Alguns dos edifícios em disputa foram construídos com fundos do Conselho Municipal, e não é admissível que tais edifícios sejam considerados propriedade de um partido. Um dos edifícios pertence ao serviço provincial de identificação civil, uma instituição pertencente ao Estado moçambicano.
Há uma série de inconsistências em todo este processo, que o mais sensato é manter os edifícios à responsabilidade do município. Por exemplo, fica por explicar como é que os edifícios foram alienados à Frelimo em 2003, sendo que o anúncio público sobre a intenção da sua alienação só viria a ser feito em 2004.

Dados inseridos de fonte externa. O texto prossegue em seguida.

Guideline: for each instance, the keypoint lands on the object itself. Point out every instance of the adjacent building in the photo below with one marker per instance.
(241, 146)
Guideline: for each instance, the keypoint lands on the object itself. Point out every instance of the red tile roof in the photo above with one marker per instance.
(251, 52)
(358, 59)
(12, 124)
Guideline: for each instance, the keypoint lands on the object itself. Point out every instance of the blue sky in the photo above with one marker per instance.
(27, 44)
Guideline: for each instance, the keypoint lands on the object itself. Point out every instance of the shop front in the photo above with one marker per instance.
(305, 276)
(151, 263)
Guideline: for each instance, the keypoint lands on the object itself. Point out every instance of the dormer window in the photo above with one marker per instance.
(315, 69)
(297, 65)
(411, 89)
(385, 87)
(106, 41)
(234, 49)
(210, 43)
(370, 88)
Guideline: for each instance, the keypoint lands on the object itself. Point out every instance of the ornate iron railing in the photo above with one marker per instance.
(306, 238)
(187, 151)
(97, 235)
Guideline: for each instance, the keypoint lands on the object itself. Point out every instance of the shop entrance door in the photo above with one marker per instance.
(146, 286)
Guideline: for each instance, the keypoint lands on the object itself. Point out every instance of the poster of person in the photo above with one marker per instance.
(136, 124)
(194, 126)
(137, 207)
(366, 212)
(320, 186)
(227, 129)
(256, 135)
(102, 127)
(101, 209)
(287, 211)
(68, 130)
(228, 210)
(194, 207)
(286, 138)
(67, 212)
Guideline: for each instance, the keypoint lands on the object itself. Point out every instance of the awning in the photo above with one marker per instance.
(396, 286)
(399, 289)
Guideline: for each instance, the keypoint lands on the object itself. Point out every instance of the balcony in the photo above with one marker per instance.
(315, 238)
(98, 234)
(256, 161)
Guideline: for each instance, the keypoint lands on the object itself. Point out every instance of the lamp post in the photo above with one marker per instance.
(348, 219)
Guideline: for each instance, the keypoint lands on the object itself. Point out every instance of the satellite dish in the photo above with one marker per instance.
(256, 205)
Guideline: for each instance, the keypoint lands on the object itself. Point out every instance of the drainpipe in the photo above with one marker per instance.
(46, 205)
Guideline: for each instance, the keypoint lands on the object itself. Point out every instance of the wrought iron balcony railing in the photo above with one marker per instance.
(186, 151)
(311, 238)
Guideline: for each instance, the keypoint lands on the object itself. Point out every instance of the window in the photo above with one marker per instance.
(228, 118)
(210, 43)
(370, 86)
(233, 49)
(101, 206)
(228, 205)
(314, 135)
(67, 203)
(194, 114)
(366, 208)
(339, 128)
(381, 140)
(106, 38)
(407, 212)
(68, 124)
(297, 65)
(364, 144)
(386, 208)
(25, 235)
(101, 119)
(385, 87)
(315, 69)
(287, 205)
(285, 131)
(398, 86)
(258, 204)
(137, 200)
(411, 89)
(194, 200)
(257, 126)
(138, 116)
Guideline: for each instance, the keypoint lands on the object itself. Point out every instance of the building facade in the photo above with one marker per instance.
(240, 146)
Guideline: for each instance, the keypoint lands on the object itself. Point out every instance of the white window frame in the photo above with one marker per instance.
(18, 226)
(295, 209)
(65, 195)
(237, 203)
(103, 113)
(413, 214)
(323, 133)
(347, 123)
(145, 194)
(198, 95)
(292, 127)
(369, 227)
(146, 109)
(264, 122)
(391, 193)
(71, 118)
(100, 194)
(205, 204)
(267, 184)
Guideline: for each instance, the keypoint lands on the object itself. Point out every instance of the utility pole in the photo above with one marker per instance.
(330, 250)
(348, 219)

Por outro lado, consta que a Frelimo cobrava rendas pelas casas ao Conselho Municipal quando estas ainda eram da pertença do APIE, numa clara demonstração de que o partido no poder estava a sub-alugar as casas numa flagrante violação da lei.
Basta desta pouca vergonha, protagonizada por um partido que por lhe ter sido confiada a responsabilidade de dirigir o Estado, deveria defender os interesses desse mesmo Estado. E compete ao Presidente da Frelimo, que é também Chefe do Estado, dar ordens para que os seus membros na Beira deixem de arrastar o partido para uma situação que o põe num conflito desnecessário com a população daquela cidade.